Brains of obese children have different response to sugar

Researchers at University of California conducted this study

Update: 2014-12-26 19:22 GMT
Representational image. (Photo: visualphotos.com)

Washington: Scientists have discovered that brains of obese children have a different response to sugar.

Researchers at University of California conducted a study, which though didn't show a causal relationship between sugar hypersensitivity and overeating, supported the idea that the growing number of America's obese youth may have a heightened psychological reward response to food.

This elevated sense of "food reward" - which involves being motivated by food and deriving a good feeling from it - could mean some children have brain circuitries that predispose them to crave more sugar throughout life.

First author Kerri Boutelle, PhD, said that they could detect the brain differences in children as young as 8 years old, and it was the most remarkable and clinically significant part of the study.

For the study, the UC San Diego team scanned the brains of 23 children, ranging in age from 8 to 12, while they tasted one-fifth of a teaspoon of water mixed with sucrose (table sugar).

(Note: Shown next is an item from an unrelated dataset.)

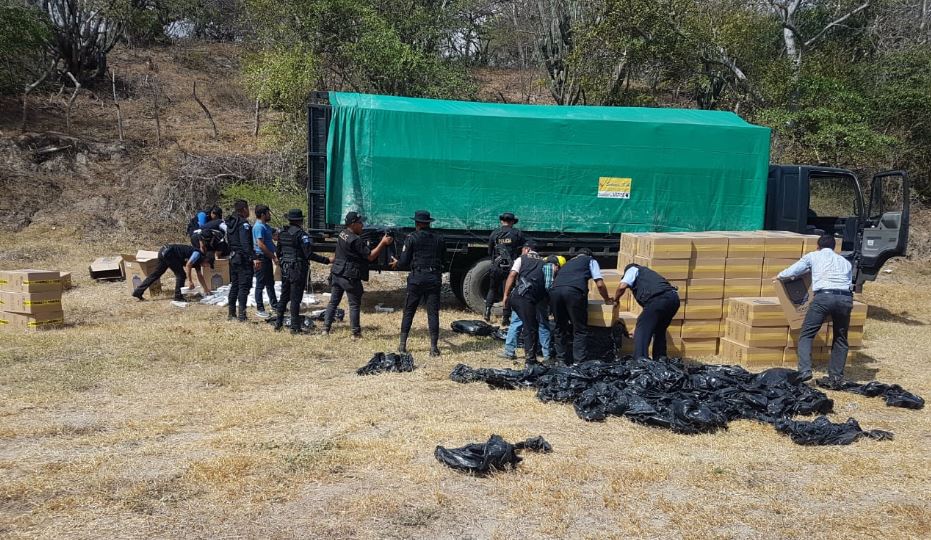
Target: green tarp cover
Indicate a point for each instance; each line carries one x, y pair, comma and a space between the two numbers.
559, 169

The children were directed to swirl the sugar-water mix in the mouth with their eyes closed, while focusing on its taste.

The brain images showed that obese children had heightened activity in the insular cortex and amygdala, regions of the brain involved in perception, emotion, awareness, taste, motivation and reward.

Notably, the obese children did not show any heightened neuronal activity in a third area of the brain - the striatum - that is also part of the response-reward circuitry and whose activity has, in other studies, been associated with obesity in adults.

The striatum, however, does not develop fully until adolescence. The researchers said one of the interesting aspects of the study is that the brain scans may be documenting, for the first time, the early development of the food reward circuitry in pre-adolescents.

According to studies, children who are obese have an 80 to 90 percent chance of growing up to become obese adults.

The study is published online in International Journal of Obesity.